Rapid application development and prototyping have their place. One of these places is not the creation of complex, mission critical, ultra-high performance systems (i.e., space shuttles not mash-ups) – where it is essential that in hindsight the system appears well thought out, explainable, maintainable, etc. The simplest post-project assessment being, “Knowing what I know now, I would have built it exactly this way!”
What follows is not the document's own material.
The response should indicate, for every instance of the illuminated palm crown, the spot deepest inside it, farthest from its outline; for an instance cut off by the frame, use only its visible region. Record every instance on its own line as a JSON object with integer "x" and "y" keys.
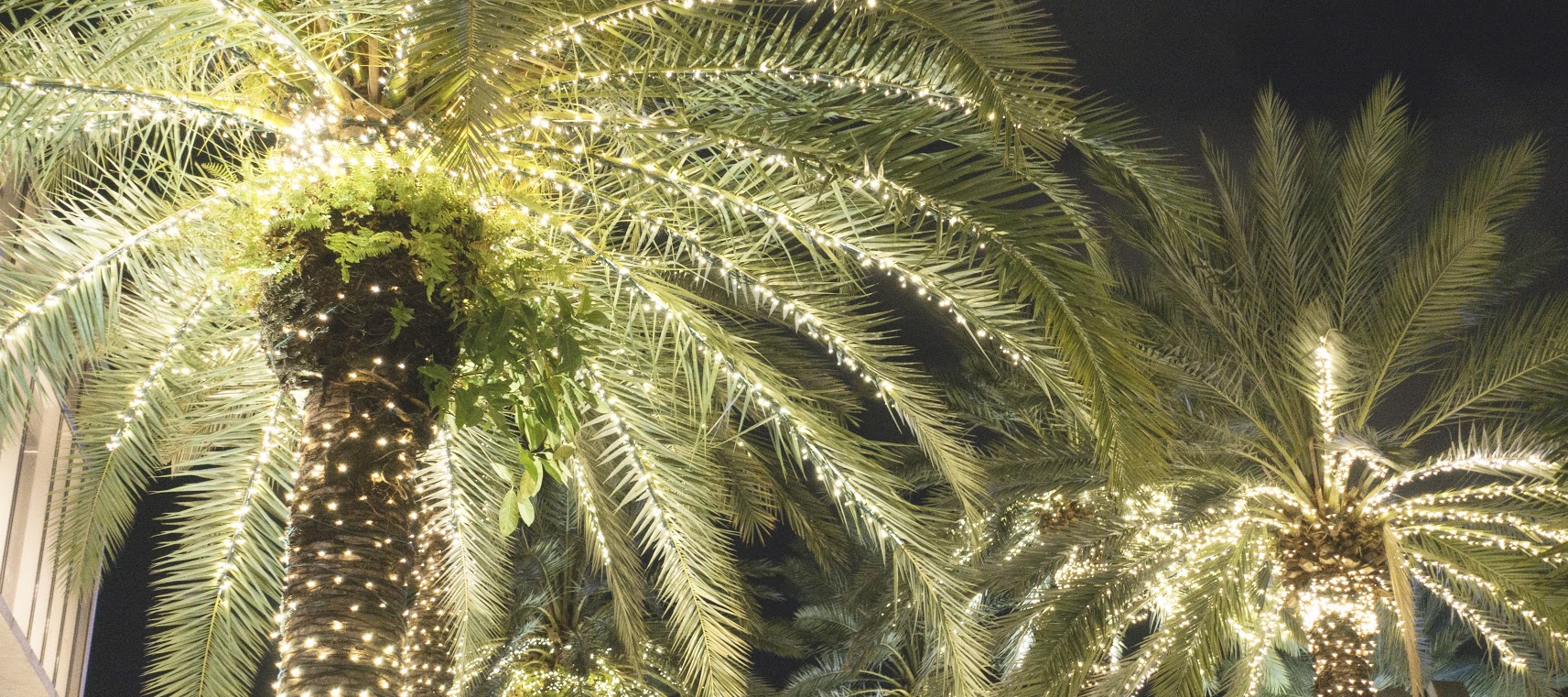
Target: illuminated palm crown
{"x": 1363, "y": 428}
{"x": 717, "y": 189}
If you start building something without a precise road map, every time you
have a design revelation, resource conservation drives one to make
compromises. It is in this way that the
air conditioning unit ends up on the roof of the car, the stereo mounted to the
back of the driver’s seat, and so on. What rapid application development environments can lead to is the fast,
iterative (50 laps) construction of a Dr. Suess "Who House" or a Rube Goldberg-like
contraption.
My primary issue with rapid prototyping, rapid application development, iterative development, and the like is the creation of valuable artifacts that one is hesitant to later discard at a whim. On this path, it becomes more prudent to perform a least-effort modification of A to become B. This compromise is compelled by the urge to preserve earlier investment … even if the best tact involves utterly discarding A and constructing B from the ground up.
[One of these days maybe I’ll blog about Computer Aided Software
Engineering (CASE) technology. During one
era of my life I spent eight years building such technology to automate the
blueprint process; hence this subject remains very dear to my heart.]